Ce point de départ simple laisse suggérer l'idée d'un énième teen movie (à la française), d'autant plus que la forme tend à prendre le pas sur le fond au cours de la première partie du film. Eva Husson nous propose, en effet, une mise en scène esthétique, baignée de lumière naturelle, caressée par la chaleur du soleil de la côte basque, jouant avec ses personnages via des slow motion et des instants de flou. Sous le regard de Mattias Troelstrup (directeur photo), elle apporte une sorte de fraîcheur et de modernité à ce qui ressemble à un long clip, dépoussiérant le genre du teen movie". Elle parvient à éviter l'écueil de la vulgarité lorsqu'elle filme ses jeunes échangeant leurs partenaires, baisant en trio sur un canap face à un film porno ou partageant un véritable moment d'amour à l'écart: comme chorégraphiées, les scènes de sexe mêlent à la fois réalisme et cession aux codes stéréotypées du porno. Elle revendique une position d'observatrice, quasi-sociologue, dénuée de sens moral, si ce n'est qu'à la fin du film lorsque les parents découvrent le pot aux roses. Elle ne juge pas ses héros, ne les conspue pas, ne les bride pas. Elle les laisse libres de leurs actes et de leurs comportements, sans pour autant délivrer une approbation ou un consentement vis-à-vis de leurs activités sexuelles. Elle se contente de regarder, comme nous spectateurs (un peu voyeuristes, on assume), et d'y apporter une touche réflexive à ce qui se déroule sous nos yeux lorsqu'approche la fin de partie. Ce n'est en effet qu'au cours de la dernière demi-heure que nous parvenons à saisir les enjeux qui se dissimulent derrière l'histoire de ces jeunes et à distinguer le pourquoi du comment de la chose.

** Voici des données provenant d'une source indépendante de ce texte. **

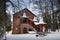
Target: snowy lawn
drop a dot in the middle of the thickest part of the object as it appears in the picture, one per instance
(51, 36)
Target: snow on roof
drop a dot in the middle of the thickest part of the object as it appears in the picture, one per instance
(35, 19)
(24, 15)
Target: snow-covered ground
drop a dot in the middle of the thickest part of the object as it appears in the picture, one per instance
(50, 36)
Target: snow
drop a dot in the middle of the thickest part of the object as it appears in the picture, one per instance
(50, 36)
(40, 21)
(24, 15)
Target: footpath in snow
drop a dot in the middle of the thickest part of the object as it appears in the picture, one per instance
(51, 36)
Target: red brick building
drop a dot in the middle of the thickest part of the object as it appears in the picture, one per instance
(24, 21)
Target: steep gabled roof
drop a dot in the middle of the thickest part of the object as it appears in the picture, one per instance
(24, 10)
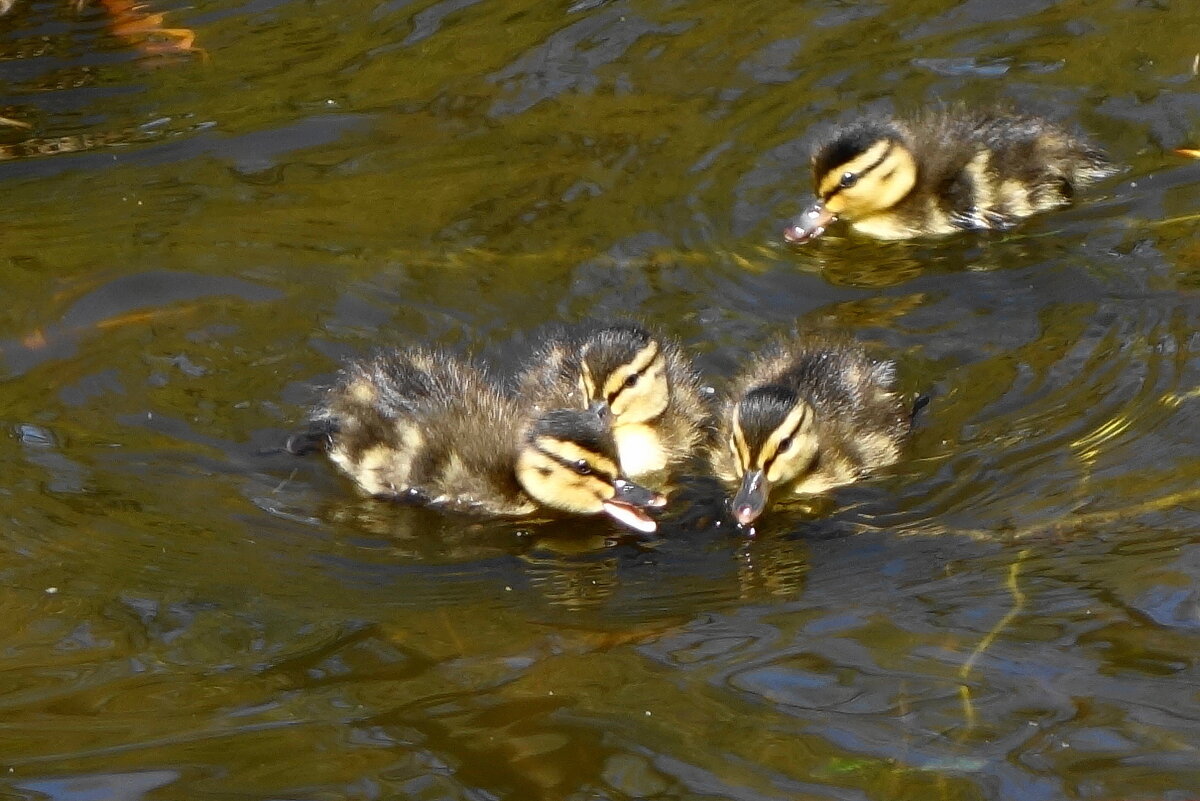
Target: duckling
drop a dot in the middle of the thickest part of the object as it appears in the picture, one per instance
(426, 426)
(945, 172)
(642, 381)
(809, 414)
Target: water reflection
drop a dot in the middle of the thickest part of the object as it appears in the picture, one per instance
(1008, 614)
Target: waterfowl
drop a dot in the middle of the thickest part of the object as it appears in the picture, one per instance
(809, 414)
(641, 381)
(945, 172)
(424, 426)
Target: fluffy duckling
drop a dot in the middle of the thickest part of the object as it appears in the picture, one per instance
(642, 381)
(945, 172)
(809, 414)
(426, 426)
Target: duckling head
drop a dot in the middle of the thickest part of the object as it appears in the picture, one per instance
(774, 441)
(623, 374)
(569, 462)
(863, 170)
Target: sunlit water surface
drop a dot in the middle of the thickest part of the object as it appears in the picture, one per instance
(191, 241)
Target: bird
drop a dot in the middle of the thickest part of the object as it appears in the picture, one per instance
(640, 380)
(943, 172)
(421, 425)
(810, 413)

Ce qui frappe d'abord dans Bang Gang (une histoire d'amour moderne), c'est l'éclatement de la cellule familiale. Les jeunes apparaissent comme livrés à eux-mêmes, échappant au regard et au contrôle parental, à un âge auquel la déconnexion vis-à-vis de cette sphère de vie se fait progressive et grandissante. 16 ans, c'est le stade de l'insouciance et de l'idéalisme, celui auquel on aspire à vivre sa vie, à entreprendre des expériences, à tenter des choses, celui auquel on apprend à se connaître soi-même intérieurement et intimement, celui auquel on se cherche indépendamment de ses parents. Parents vis-à-vis desquels une tension peut s'exprimer, tout en maintenant une dépendance affective et matérielle: ils expriment un rôle de référent, imposent un cadre et des limites (en mode permission de minuit, passe ton bac...), incarnent une autorité. Si on retrouve cette image à la fin du film, il n'en est quasiment point question au début, si n'est qu'à travers le père de Laetitia lui collant une gifle après qu'elle soit rentrée à 2h du mat' d'une soirée à la plage (ou chez Alex peut-être, je sais plus). Son père passe la semaine en déplacement pour son boulot, alors que la mère est inconnue au bataillon (du moins pour le spectateur). La mère de George est hôtesse de l'air, par conséquent souvent dans les airs, tandis que le père vaque à ses occupations pendant que sa fille s'occupe de sa soeur et des tâches domestiques une fois rentrée du lycée. Le père de Gabriel (voisin de George) est lourdement handicapé depuis six mois et assisté au quotidien dans ses moindres gestes par son épouse, qui sollicite l'aide de son aîné rechignant parfois face à l'ampleur de la tâche (genre la douche). La mère d'Alex fait des recherches archéologiques au Maroc, il ne voit plus son père: libre donc à lui d'occuper l'espèce de vaste manoir avec la piscine et le jardin qui va avec, et d'y organiser des ... bang gang. Cela participe pour chacun des ados de la recherche de ses propres limites, individuelles mais ici exprimées au sein d'un collectif de pairs, d'une communauté à laquelle s'apparenter: cette quête du "clan" apparaît comme un fil rouge récurrent des teen movie (cf. le très bon docu Beyond clueless) et permet à l'ado de se forger une identité (aussi superficielle puisse-t-elle être) au sein du vivier que représente le lycée, tel un reflet du miroir sociétal.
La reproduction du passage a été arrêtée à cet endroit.